I am workin on a project with React and I need to update react state with react hook when new data is inserted to my database. I am using contextAPI but as far as I am concerned, the way my components are structured I can't update that state with the data I got back from my database. Here is the more detail with my code:
I have a component in which data exists with useState
const [questions, setQuestions] = useState([]);
useEffect(() => {
(async () => {
const resp = await axios.get(
`${process.env.REACT_APP_BACKEND_URL}/product/${productId}/question`
);
setQuestions(resp.data);
})();
}, []);
And I have another component called PostQuestion which sends post request to my backend and insert new question to my database. They are completely unaware of each other's existence. we can pass down the props to the children and nested children by using contextAPI. but PostQuestion component is not the child of that component where all the questions data exist. That's how I understand contextAPI. But both of them are children of another component. But I don't want to place my
const [questions, setQuestions] = useState([]);
in that component which is the parent of those two components. What can I do to update that questions state inside my PostQuestion component?
Here is my PostQuestion component code
const postQuestionHandler = async (e) => {
e.preventDefault();
try {
const resp = await axios({
url: `${process.env.REACT_APP_BACKEND_URL}/product/${productId}/question`,
method: "POST",
data: {
question: questionInput.question.value,
userId,
},
});
if (resp.status === 200) {
setShowForm(false);
}
} catch (err) {
alert(err);
}
};
return <SecondaryBtn disabled={questionInput.question.error}>
Submit Your Question
</SecondaryBtn>
Summary
I have 2 components which don't have parent to child relationship. I want to update the state in component 1 by calling setState when I got back new data in component 2. I don't want to have state in those two components parent because it is already cluttered enough.

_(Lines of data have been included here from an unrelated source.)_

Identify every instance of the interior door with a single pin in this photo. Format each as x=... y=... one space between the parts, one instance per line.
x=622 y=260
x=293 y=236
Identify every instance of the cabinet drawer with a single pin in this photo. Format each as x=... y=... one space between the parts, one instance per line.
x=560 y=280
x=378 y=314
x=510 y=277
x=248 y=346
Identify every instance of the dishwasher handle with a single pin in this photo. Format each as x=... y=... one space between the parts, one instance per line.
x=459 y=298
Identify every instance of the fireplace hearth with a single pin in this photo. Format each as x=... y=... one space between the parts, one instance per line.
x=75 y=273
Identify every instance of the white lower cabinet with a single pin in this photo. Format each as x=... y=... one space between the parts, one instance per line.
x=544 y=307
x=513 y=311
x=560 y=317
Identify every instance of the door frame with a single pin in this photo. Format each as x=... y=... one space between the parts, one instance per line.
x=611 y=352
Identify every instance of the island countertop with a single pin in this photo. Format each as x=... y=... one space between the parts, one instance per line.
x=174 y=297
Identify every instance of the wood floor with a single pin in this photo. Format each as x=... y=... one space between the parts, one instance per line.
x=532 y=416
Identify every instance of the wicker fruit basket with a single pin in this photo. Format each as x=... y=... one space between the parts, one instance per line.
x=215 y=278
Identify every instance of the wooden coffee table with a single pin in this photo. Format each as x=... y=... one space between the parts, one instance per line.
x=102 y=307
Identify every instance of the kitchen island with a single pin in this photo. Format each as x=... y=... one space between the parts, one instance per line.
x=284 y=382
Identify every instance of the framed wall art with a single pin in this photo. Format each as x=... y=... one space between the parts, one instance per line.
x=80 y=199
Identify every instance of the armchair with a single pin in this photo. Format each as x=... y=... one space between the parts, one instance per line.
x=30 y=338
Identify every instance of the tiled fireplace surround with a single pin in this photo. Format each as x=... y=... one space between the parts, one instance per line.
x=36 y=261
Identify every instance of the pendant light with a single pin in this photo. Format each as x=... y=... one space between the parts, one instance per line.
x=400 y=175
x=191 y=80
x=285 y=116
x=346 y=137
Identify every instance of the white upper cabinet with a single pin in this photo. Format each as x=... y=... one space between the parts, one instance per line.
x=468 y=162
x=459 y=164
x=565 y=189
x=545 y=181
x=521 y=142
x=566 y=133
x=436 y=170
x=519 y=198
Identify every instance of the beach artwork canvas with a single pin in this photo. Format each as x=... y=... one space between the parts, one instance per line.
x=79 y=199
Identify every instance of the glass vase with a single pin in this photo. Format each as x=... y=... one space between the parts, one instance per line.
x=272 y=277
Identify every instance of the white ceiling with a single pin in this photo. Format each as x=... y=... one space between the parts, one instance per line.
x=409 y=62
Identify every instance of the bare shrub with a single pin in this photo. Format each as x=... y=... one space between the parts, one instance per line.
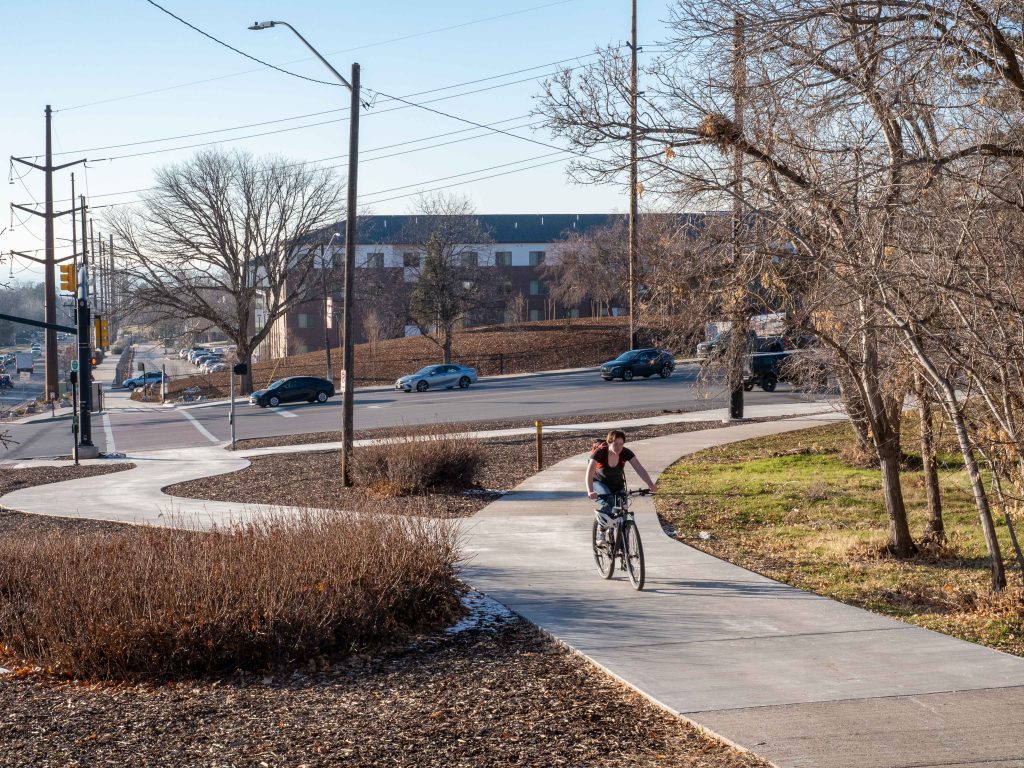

If I use Redux, there will be no such problem. Perhaps there is a way to do it in contextAPI too.
CodePudding user response:
Multiple solutions:
- You could poll in an interval.
- Store the state in a parent component (at some point they have so share one) and pass it down.

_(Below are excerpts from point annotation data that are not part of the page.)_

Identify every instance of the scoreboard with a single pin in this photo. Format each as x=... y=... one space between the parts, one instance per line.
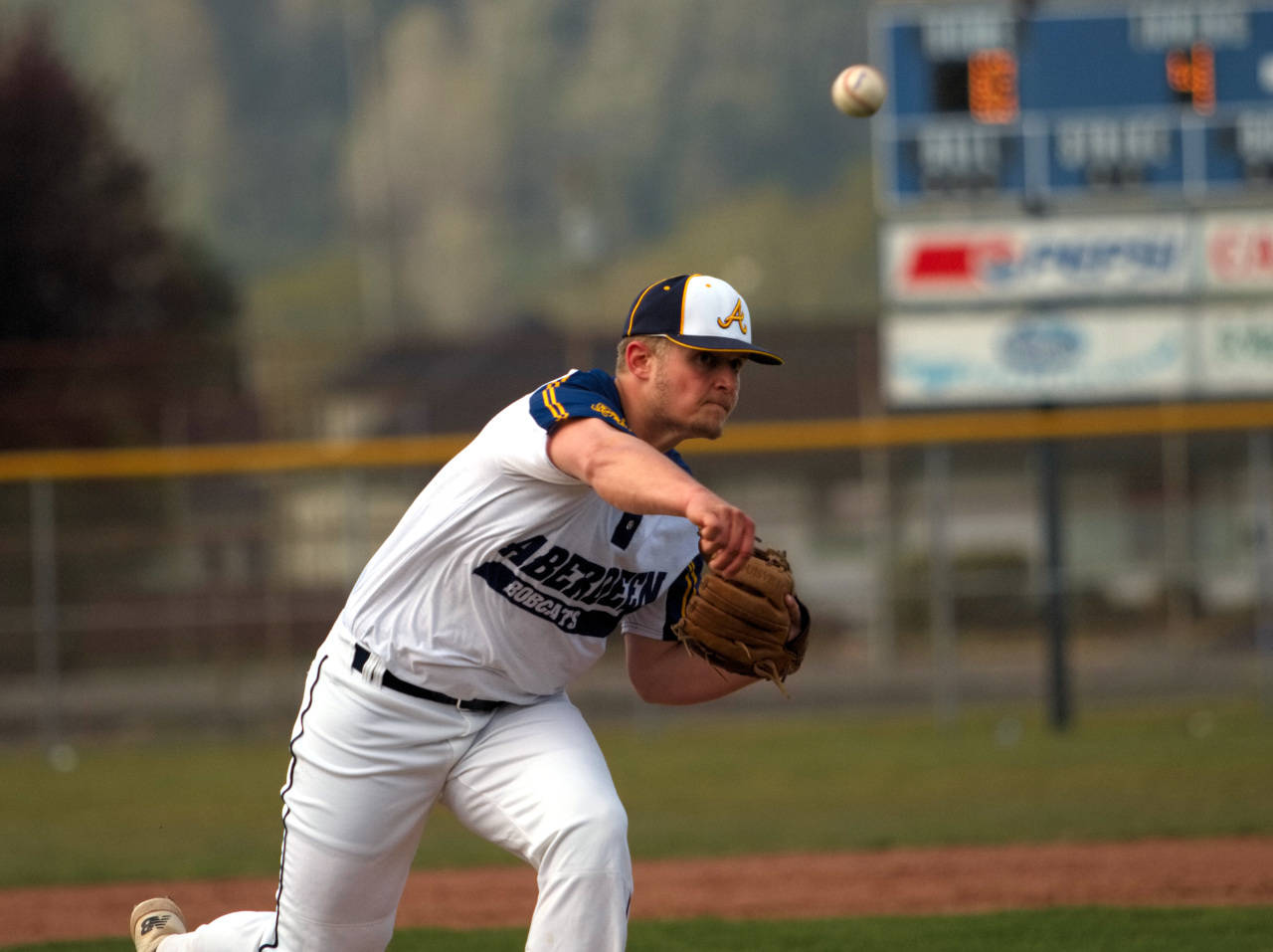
x=1039 y=103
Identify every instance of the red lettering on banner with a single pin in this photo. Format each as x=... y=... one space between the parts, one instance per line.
x=1241 y=255
x=955 y=261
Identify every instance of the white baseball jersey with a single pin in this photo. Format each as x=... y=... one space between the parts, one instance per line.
x=505 y=575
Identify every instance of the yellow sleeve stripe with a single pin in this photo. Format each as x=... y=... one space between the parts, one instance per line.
x=692 y=578
x=551 y=402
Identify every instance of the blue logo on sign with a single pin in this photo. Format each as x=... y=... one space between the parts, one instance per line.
x=1040 y=346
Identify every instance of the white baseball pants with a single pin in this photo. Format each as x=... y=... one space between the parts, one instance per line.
x=368 y=764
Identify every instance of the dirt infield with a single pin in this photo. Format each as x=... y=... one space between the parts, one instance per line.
x=903 y=880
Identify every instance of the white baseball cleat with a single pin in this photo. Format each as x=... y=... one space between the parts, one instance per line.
x=153 y=921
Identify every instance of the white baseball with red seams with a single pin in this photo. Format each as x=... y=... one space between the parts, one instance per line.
x=858 y=91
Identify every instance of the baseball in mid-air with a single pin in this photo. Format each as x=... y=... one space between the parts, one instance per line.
x=858 y=91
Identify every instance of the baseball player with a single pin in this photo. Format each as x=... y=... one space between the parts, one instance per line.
x=568 y=517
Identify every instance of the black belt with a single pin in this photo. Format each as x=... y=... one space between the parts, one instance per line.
x=396 y=683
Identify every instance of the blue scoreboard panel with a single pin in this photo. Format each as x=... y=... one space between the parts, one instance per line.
x=1044 y=101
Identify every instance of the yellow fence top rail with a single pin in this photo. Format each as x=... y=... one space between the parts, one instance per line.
x=780 y=437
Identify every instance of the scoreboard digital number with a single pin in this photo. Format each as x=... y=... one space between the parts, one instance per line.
x=1037 y=103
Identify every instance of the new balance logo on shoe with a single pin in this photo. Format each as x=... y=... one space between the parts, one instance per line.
x=153 y=923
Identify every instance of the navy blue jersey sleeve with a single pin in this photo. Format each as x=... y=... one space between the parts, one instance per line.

- Utilize a global state management tool like redux, or the context API of react. I would recommend the context API as it's built in.
CodePudding user response:
I think Context API is the best way.
You can create a context with React.createContext
, and then a component that will be encapsulating your context provider. So, a PostsContext
and then a PostsProvider
that would store the posts state and pass both the state and the setState to the PostsContext.Provider
.
Then, to make it simpler, create a usePosts
hook and on those children that need to consume the context, simply do const [posts, setPosts] = usePosts()
.
Alright, so you'd have:
- A Context;
- A Provider component of your own, that would use the Context;
- A hook that would consume the Context with
useContext
;
Just to make it clearer:
- A context:
const PostsContext = React.createContext();
- A provider:
function PostsProvider(props) {
const [posts, setPosts] = React.useState([]);
return <PostsContext.Provider value={{ posts, setPosts }} {...props} />
}
- A hook:
function usePosts() {
const context = React.useContext(PostsContext);
function postQuestionHandler(newPost) {
// ...
context.setPosts((posts) => [...posts, post]);
}
return [context.posts, postQuestionHandler]
}
And then you can use the PostsProvider
to encapsulate the children, and those components can access the context using the usePosts
hook.
That would be a complete cenario, you can divide the logic some other ways, like not creating a custom hook nor a custom Provider. I, personally, would prefer to just lift the state in this case, but as you said your parent component is already handling too much, perhaps that's a good option.